Fandom: Torchwood [Doctor Who]
Characters: Martha [Owen]; Jack, Ianto, Mickey, Gwen
Challenge/Prompt: fanfic100, 032. Sunset
Word Count: 3340
Copyright: Title is from Half The Fun by Snow Patrol.
Summary: Martha thinks about telling him that she’s only joined Torchwood because it’s slightly less sociopathic than UNIT, and then realises that Jack probably already knows.
Author’s Notes: Well, Miss Osterhagen Regrets was my version of Martha getting to Torchwood in a reasonably positive way. This is the not positive version, with everyone having breakdowns and stuff (can you guess I’m depressed as hell?), though I’ll admit that it damn near killed me to break up Martha and Tom, ‘cause I do love them. Spoilers for Exit Wounds and Journey’s End, and then my own speculation for series 3 of TW.
Half the fun of it is that I can’t keep up
And I lose my breath
And what’s worse is I don’t think I’m the first.
– Snow Patrol
She doesn’t cry until Tom tells her that she can keep the ring, that he’d rather she held on to it. He doesn’t want it languishing in a drawer and it’s not like he’s going to give it to anyone else. Not second-hand.

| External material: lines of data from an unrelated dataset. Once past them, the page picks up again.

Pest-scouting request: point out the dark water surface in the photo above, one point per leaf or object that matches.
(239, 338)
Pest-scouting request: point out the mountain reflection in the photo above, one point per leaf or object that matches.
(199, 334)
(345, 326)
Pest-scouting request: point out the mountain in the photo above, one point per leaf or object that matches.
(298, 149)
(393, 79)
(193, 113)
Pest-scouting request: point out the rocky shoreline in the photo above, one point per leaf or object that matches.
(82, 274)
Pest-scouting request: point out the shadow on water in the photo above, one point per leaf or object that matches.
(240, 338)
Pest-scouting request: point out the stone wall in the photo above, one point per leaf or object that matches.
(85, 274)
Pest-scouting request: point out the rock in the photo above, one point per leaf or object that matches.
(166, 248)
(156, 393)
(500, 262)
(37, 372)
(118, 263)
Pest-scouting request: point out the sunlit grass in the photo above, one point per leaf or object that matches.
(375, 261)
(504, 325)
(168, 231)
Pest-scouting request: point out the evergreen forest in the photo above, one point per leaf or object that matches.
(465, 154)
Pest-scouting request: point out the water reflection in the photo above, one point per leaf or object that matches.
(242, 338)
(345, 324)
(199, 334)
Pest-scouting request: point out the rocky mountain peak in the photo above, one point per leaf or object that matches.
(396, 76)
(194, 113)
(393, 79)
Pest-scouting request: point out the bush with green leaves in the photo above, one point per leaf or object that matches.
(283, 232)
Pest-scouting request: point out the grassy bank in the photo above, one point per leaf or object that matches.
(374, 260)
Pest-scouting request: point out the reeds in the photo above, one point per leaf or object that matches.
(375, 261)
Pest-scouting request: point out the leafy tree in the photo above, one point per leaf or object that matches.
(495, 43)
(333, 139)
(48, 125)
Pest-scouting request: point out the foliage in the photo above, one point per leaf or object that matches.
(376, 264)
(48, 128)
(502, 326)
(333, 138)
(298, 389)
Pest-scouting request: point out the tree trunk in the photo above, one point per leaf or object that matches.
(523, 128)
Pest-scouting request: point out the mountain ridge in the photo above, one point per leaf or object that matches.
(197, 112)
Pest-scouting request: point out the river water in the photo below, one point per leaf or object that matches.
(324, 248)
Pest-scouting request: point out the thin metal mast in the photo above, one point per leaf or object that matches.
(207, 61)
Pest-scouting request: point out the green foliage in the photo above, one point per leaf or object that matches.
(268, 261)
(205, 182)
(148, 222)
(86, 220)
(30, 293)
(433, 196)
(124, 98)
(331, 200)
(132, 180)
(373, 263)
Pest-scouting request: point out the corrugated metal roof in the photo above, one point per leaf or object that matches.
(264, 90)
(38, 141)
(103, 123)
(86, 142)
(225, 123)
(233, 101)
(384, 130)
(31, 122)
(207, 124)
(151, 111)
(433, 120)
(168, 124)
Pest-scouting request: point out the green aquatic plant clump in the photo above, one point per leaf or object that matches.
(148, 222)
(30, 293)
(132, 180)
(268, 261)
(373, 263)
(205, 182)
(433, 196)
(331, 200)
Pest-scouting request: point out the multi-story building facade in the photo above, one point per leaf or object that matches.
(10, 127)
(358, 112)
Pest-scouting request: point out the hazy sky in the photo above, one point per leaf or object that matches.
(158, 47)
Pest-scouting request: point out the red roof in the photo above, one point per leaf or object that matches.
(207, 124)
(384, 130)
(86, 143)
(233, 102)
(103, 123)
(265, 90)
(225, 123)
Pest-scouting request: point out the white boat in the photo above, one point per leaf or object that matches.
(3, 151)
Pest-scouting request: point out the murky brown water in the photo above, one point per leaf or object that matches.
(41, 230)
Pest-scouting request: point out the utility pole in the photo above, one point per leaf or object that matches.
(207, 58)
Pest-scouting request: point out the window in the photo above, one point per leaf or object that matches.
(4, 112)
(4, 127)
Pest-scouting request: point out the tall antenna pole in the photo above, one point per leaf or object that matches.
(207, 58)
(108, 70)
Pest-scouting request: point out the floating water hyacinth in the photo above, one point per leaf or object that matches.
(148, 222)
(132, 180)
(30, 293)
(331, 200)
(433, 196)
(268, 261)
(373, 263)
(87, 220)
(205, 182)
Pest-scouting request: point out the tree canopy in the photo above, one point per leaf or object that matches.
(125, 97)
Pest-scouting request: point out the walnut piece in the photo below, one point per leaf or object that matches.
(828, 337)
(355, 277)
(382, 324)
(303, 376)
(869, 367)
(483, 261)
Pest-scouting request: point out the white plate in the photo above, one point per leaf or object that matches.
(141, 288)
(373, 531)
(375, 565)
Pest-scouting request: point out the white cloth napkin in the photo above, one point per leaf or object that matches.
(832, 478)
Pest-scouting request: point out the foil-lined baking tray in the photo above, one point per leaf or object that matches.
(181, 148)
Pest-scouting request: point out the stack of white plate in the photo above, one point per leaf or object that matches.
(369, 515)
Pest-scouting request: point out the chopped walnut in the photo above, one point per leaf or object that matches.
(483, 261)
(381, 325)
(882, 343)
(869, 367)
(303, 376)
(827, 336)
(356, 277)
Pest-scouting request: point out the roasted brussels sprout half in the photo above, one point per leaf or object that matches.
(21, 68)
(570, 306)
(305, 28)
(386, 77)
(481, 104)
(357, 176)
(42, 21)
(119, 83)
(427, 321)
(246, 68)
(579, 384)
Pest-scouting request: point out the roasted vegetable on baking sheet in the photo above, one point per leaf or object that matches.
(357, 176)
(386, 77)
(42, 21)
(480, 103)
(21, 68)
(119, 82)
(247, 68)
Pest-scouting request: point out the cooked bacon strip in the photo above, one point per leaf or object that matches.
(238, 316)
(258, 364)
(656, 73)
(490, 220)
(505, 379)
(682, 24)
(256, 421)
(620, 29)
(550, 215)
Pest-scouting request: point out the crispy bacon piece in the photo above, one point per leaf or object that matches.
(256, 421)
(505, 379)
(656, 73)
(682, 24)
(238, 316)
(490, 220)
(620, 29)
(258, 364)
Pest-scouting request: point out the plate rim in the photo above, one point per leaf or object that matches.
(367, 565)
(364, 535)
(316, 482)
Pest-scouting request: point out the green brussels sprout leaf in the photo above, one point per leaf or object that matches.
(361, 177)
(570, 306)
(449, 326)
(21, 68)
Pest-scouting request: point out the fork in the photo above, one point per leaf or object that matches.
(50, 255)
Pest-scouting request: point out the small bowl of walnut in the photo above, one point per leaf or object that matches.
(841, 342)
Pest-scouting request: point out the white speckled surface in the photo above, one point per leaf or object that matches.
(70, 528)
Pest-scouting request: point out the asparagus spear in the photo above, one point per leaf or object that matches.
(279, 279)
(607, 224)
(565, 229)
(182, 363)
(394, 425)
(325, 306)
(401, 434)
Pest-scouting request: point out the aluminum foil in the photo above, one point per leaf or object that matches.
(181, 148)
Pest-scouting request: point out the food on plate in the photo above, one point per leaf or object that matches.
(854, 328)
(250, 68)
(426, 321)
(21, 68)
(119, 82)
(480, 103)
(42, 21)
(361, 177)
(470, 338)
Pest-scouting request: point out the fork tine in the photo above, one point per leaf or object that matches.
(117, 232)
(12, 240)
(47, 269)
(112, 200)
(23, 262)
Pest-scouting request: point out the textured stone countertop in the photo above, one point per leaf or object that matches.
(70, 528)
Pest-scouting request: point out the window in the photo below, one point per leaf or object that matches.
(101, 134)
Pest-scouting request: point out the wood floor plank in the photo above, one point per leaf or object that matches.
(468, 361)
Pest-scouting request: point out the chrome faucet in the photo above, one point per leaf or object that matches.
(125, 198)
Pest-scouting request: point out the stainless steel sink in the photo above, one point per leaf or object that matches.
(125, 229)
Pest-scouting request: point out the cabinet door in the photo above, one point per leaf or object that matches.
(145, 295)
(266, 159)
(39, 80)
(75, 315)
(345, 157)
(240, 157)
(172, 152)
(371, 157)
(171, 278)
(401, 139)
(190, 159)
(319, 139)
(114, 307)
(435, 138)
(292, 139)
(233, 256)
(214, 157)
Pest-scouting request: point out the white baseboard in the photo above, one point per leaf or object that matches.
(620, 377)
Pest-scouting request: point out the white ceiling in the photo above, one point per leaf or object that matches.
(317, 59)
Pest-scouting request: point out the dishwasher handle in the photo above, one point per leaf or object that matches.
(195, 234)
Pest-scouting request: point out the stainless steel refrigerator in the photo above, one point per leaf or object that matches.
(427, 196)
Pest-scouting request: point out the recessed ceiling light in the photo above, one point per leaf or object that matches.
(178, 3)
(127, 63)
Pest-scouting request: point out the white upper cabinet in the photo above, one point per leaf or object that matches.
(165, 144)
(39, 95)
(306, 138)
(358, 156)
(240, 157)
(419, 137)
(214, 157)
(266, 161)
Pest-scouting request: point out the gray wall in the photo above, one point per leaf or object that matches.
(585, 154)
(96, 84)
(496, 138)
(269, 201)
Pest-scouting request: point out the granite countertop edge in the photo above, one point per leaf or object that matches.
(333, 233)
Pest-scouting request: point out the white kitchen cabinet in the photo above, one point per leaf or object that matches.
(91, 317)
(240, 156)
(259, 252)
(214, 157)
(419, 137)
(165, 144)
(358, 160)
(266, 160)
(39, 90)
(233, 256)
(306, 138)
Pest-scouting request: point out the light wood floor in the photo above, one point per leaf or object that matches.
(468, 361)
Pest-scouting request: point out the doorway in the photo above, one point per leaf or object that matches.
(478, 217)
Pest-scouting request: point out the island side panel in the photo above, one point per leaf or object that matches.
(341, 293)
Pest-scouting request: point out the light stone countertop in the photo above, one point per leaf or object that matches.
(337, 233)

Then, she can’t stop sobbing.
Ianto is in the tourist information bureau when Martha walks in, eyes fixed on the computer screen, left hand clutching a steaming mug. It’s entirely possible that the man has some sort of problem (namely, his symbiotic relationship with hot drinks), but Martha presumes that Owen brought it up on more than one occasion and Ianto probably has it under control. Or it’s at least better than any other compulsion he could have.
“Miss Jones,” Ianto says, smirking at her in that we-have-the-same-surname way that normally amuses her, but today she’s just plain tired.
“You could just call me Martha,” she replies, just the ok side of terse.
“I could,” Ianto agrees, reaching under the desk for the button that opens the wall behind him. UNIT didn’t bother with all this smoke-and-mirrors stuff, they didn’t care for cheap sci-fi rip-offs. Then again, UNIT were psychopaths who tried to persuade her to pull the world to pieces, so Martha’s not sure that they should win this imaginary contest just because they had slightly less cheesy décor. Martha scrapes up a smile for Ianto, because none of this is his fault, and he nods like he understands. He probably does.
“Welcome,” he murmurs a little hesitantly, like he’s embarrassed to be saying it but is determined to get it out anyway.
Martha squeezes his shoulder on the way past. “Thanks,” she whispers.
She walks into the narrow brick corridor and listens to the wall slam shut behind her. She knows from previous experience that it’s a good eight-minute walk down to the Hub, and as she begins the trek, her low-heeled sensible shoes clicking on the concrete floor, Martha wonders how many others have trudged down here simply because they ran out of options.
And this is only her first day.
“…This will be your workstation,” Jack finishes, almost proudly. He flings an expansive arm over the clean, empty metal desk, a computer and four screens blinking away at her with blue-tinted Torchwood screensavers. “Feel free to do what you want to it; you know, get yourself some in and out-trays, some pens, maybe one of those weird little desk toys that people seem to like.”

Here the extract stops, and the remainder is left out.